スタートアップ育成、その後

経済金融コラム2024年4月8日

野村證券 フロンティア・リサーチ部 部長 大森 琢也

岸田政権は、「新しい資本主義」の実現に向けた取り組みの中で、2022年11月に『スタートアップ育成5か年計画』を打ち出した。これは、経団連が2022年3月に公表した『スタートアップ躍進ビジョン』に呼応するもので、官民一体となったスタートアップ育成計画である。育成計画の公表から1年超が経過した今、株式市場から見たスタートアップあるいはIPO市場の状況について触れたい。

2023年のIPO市場を振り返ると、IPO銘柄数は96銘柄と例年並みで着地した。ただし、株価推移については、日経平均株価が大幅に上昇した半面、IPO銘柄の株価は振るわなかった。特に、年央から東証グロース指数の大幅な調整が進んだ局面では、IPO Index(単純平均)は東証グロース指数を超える調整を見せた。その影響は、IPO銘柄の初値形成に顕著に表れた。初値が公開価格を下回った銘柄は、年前半の4銘柄(新規上場44銘柄)に対して、年後半は22銘柄(同52銘柄)に上った。一方で、各企業の事業概要に目を向けると、宇宙ベンチャーやインパクトスタートアップのIPOが実現するなど、新規性の高い企業のIPOがあった点は、変化の兆しが垣間見えたという点でポジティブに捉えたい。

ここからは、今後のスタートアップやIPO市場に、プラスの効果を与えうるであろう2つの事象についてまとめた。

第一に、特定投資家向け銘柄制度(J-Ships)を活用した資金調達の実現である。同制度は、2022年に日本証券業協会が新たに自主規制規則を制定・施行したことにより、特定投資家が未上場株式や投資信託に投資できるようにした制度である。未上場企業への投資家層が広がることで、スタートアップの事業開発の資金に厚みが増すことが期待される。従来、スタートアップへの資金提供は、VCやCVCによるリスクマネーが主であった。しかしながら、これらの既存の投資家ではスタートアップを支援するのにも限界があった。VCやCVCにはファンドの運用期間があり、またファンド毎に各スタートアップへの株式持分の枠が設定されていることもある。このような条件下において、特にレイトステージでの追加投資が必要な局面では、VCやCVCからは必要なだけの資金を供給できないケースが生じる。ディープテック等、研究開発型のスタートアップの場合、デスバレーと称される事業開発のレイトステージでは、数十億円~100億円を超える開発資金が必要となるものの、資金の出し手が薄い状況が課題視されてきた。新しいリスクマネーの出し手の登場は、スタートアップにとってもVCやCVC等の既存株主にとっても、願ってもない資金の担い手となろう。
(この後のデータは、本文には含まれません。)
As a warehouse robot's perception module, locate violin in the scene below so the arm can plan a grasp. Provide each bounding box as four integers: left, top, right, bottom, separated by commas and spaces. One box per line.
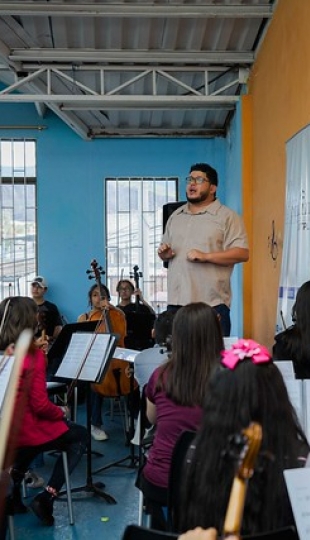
224, 422, 262, 538
87, 259, 138, 397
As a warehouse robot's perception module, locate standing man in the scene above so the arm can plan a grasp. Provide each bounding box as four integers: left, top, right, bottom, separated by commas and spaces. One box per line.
31, 276, 63, 344
158, 163, 249, 336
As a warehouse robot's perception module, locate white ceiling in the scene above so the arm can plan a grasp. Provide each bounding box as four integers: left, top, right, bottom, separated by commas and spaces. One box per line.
0, 0, 276, 139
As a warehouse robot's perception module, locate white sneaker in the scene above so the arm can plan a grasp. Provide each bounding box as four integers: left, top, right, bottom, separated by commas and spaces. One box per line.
25, 471, 44, 489
91, 426, 109, 441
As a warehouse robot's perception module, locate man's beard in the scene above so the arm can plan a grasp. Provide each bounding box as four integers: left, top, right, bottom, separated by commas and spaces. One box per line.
186, 193, 209, 204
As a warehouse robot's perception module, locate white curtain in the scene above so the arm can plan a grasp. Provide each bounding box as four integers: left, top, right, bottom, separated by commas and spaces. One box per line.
276, 126, 310, 333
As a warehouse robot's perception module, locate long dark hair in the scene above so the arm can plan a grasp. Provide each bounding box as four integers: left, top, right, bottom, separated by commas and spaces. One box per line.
179, 359, 309, 534
88, 283, 111, 306
0, 296, 38, 351
157, 302, 224, 406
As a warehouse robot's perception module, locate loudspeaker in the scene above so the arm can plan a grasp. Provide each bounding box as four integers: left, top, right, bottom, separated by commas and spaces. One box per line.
163, 201, 186, 232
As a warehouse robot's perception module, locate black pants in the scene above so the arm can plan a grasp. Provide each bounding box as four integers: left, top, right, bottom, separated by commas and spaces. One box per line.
14, 422, 87, 491
136, 469, 168, 531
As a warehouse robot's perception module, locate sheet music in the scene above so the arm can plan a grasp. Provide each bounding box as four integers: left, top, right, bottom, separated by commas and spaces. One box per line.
0, 355, 15, 412
223, 336, 239, 351
284, 468, 310, 540
56, 332, 115, 382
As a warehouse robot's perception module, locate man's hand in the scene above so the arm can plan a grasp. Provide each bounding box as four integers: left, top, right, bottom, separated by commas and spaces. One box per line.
178, 527, 217, 540
186, 249, 207, 262
157, 244, 175, 261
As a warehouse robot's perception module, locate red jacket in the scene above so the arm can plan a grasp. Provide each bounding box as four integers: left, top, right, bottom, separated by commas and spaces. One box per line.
14, 350, 69, 447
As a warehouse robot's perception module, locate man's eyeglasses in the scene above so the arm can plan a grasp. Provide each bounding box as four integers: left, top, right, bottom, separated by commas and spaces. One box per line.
186, 176, 210, 186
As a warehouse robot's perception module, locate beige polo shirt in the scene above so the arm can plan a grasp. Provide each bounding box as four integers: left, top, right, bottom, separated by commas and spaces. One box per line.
162, 199, 248, 307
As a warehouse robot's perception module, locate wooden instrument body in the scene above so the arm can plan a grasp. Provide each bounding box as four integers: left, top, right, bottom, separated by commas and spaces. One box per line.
88, 305, 138, 397
224, 422, 262, 538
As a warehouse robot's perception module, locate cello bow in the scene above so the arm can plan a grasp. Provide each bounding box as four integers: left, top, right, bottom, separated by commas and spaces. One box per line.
130, 264, 143, 311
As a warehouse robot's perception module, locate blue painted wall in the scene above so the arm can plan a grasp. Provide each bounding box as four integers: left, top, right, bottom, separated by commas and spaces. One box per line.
0, 104, 242, 335
225, 100, 243, 337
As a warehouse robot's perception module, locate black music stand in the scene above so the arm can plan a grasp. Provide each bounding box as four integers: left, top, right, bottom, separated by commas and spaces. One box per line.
50, 321, 116, 504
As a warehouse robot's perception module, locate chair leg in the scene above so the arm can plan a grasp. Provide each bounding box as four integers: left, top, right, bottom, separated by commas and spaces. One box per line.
8, 516, 15, 540
22, 478, 28, 499
62, 452, 74, 525
138, 491, 151, 529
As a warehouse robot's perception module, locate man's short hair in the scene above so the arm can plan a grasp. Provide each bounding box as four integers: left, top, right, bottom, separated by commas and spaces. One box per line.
190, 163, 218, 186
31, 276, 47, 289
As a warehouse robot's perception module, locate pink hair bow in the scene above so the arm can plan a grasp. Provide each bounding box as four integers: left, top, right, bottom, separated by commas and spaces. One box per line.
221, 339, 271, 369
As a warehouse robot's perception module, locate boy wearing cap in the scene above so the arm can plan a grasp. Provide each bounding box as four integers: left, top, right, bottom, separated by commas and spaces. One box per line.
31, 276, 63, 341
158, 163, 249, 336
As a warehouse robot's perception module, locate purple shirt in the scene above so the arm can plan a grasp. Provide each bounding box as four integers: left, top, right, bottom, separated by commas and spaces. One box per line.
143, 368, 202, 488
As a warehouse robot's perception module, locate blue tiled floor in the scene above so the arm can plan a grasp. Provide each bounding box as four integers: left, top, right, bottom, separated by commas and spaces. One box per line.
14, 400, 139, 540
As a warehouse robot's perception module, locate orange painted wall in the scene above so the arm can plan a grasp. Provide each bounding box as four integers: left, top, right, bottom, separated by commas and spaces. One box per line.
244, 0, 310, 347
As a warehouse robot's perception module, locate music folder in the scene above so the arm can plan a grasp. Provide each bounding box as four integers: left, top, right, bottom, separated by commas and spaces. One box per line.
55, 332, 118, 383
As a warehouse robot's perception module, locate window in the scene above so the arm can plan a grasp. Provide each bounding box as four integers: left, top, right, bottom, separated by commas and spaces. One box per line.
0, 139, 37, 299
105, 177, 178, 312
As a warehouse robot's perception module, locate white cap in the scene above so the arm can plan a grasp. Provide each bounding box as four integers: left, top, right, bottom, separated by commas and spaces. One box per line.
31, 276, 47, 289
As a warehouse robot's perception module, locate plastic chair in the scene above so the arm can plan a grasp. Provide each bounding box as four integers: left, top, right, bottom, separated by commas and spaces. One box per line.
22, 451, 74, 525
168, 431, 196, 531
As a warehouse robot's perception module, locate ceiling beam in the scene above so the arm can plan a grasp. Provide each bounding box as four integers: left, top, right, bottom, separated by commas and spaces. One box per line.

第二に、スイングバイIPOの実績である。2023年12月にyutori、2024年3月にソラコムがそれぞれスイングバイIPOを実現した。スイングバイIPOは、スタートアップがM&A等を経て、大手企業の傘下に入り、事業成長を進めた後でIPOすることを指す。yutoriはZOZO、ソラコムはKDDIの傘下で、事業開発を進めた後でIPOを実現した。いずれのケースでも共通しているのは、大手企業、創業者共に相応の株式所有を維持したままIPOを迎えていることである。日本のスタートアップが欧米のスタートアップの後塵を拝している理由の一つにM&Aイグジットの少なさが指摘されてきた。スイングバイIPOの事例が確認されたことで、大手企業によるスタートアップのM&A後の資本政策の選択肢が生まれたことは、スタートアップ、大手企業いずれにとってもポジティブに働き、大手企業によるスタートアップのM&Aが活性化することに期待したい。

上述した事象は、『スタートアップ育成5か年計画』の中で挙げられている『スタートアップへの投資額の増加』『オープンイノベーションの視点での事業会社によるスタートアップへの投資促進』『M&Aイグジット比率の改善』の課題へのソリューションの事例と捉えられる。日経平均株価が過去に類を見ない上昇局面を迎えた背景の1つに、新しい資本主義を実現するための政策実行があった。スタートアップ育成についても少しずつではあるが政策課題が解消し始めている。これからも官民一体となったスタートアップ支援を通じて、戦後日本で見られたような起業家精神やアニマルスピリットを取り戻し、日本の経済や社会構造の変革を前進させることに期待したい。